Just got back from Lake Cumberland - landed huge stripers every day. I know what you mean about the walleye shrinking after getting a few biggies in the net!

Thanks for the great report - looks like all of your research paid off. And if you want to smoke any of that salmon - Marty has a great smoker. You could come by and drink some more beer and smoke a few sides if you want - offers open.


----------



## StormWarningII (Mar 26, 2008)

Keepin' our fingers crossed but got 2 reliable reports that matures are stacked up in 50 - 80 fow right outside the pierheads.

Still a little sluggish on the bite, but lots of follows off the bottom last night and this morning.

Let's hope they decide to eat tomorrow am.


----------



## K gonefishin (May 4, 2004)

StormWarningII said:


> Keepin' our fingers crossed but got 2 reliable reports that matures are stacked up in 50 - 80 fow right outside the pierheads.
> 
> Still a little sluggish on the bite, but lots of follows off the bottom last night and this morning.
> 
> Let's hope they decide to eat tomorrow am.

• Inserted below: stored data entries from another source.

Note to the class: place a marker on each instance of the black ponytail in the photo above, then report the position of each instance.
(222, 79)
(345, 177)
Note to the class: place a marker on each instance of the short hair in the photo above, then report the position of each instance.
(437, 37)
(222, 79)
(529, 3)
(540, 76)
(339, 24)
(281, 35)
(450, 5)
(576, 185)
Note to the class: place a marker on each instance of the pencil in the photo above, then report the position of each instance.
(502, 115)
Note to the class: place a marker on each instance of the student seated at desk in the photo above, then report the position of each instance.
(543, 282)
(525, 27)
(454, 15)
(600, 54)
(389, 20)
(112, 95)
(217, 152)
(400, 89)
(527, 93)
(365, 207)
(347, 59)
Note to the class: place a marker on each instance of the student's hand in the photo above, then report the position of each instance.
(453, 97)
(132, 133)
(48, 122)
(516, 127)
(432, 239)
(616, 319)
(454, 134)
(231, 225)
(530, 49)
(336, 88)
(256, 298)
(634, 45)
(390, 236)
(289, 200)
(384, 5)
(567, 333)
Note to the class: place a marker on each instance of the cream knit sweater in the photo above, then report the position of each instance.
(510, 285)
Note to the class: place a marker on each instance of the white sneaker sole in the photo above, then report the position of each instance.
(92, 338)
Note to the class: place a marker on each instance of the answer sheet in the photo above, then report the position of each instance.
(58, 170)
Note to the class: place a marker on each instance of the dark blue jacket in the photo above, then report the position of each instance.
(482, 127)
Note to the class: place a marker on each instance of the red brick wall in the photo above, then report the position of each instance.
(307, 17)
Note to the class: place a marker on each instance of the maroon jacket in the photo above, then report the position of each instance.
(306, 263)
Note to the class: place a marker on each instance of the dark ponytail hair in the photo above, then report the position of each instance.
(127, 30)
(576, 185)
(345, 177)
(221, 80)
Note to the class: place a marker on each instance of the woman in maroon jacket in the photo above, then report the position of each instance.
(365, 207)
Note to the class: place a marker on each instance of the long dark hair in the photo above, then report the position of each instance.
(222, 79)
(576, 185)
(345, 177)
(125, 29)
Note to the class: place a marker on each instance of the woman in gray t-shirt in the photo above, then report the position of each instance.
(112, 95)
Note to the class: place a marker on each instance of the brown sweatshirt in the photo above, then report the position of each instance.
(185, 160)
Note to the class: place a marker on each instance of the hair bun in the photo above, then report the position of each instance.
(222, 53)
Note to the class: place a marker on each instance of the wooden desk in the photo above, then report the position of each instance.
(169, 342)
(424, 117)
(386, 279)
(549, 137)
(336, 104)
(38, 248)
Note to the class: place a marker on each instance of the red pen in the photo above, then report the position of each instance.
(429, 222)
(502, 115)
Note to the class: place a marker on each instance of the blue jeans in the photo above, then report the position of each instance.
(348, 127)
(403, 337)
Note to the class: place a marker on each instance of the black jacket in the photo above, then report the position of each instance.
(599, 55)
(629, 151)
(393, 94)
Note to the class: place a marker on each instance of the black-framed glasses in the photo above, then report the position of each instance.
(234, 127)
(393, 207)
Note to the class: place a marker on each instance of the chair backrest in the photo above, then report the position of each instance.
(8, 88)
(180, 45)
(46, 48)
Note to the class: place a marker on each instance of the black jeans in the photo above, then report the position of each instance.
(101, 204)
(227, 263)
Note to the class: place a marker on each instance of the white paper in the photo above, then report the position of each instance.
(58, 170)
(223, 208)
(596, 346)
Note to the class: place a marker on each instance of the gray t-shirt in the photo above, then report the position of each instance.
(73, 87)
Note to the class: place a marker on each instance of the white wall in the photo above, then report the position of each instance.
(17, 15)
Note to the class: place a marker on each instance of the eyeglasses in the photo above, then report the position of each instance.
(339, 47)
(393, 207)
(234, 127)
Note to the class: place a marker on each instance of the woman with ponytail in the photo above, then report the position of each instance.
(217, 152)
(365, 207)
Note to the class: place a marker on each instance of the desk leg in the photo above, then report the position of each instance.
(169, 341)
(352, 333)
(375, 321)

Good luck wish I was fishing up there again this weekend. They are bound to turn on you should be able to get them to go...and good. I hope you guys have 20 hookups a day!!!


----------



## CoolWater (Apr 11, 2004)

Sorry to resurrect an old thread but I had missed this one and it is far too deserving for me not to comment. Just wanted to chime in and say awesome report and photos.


----------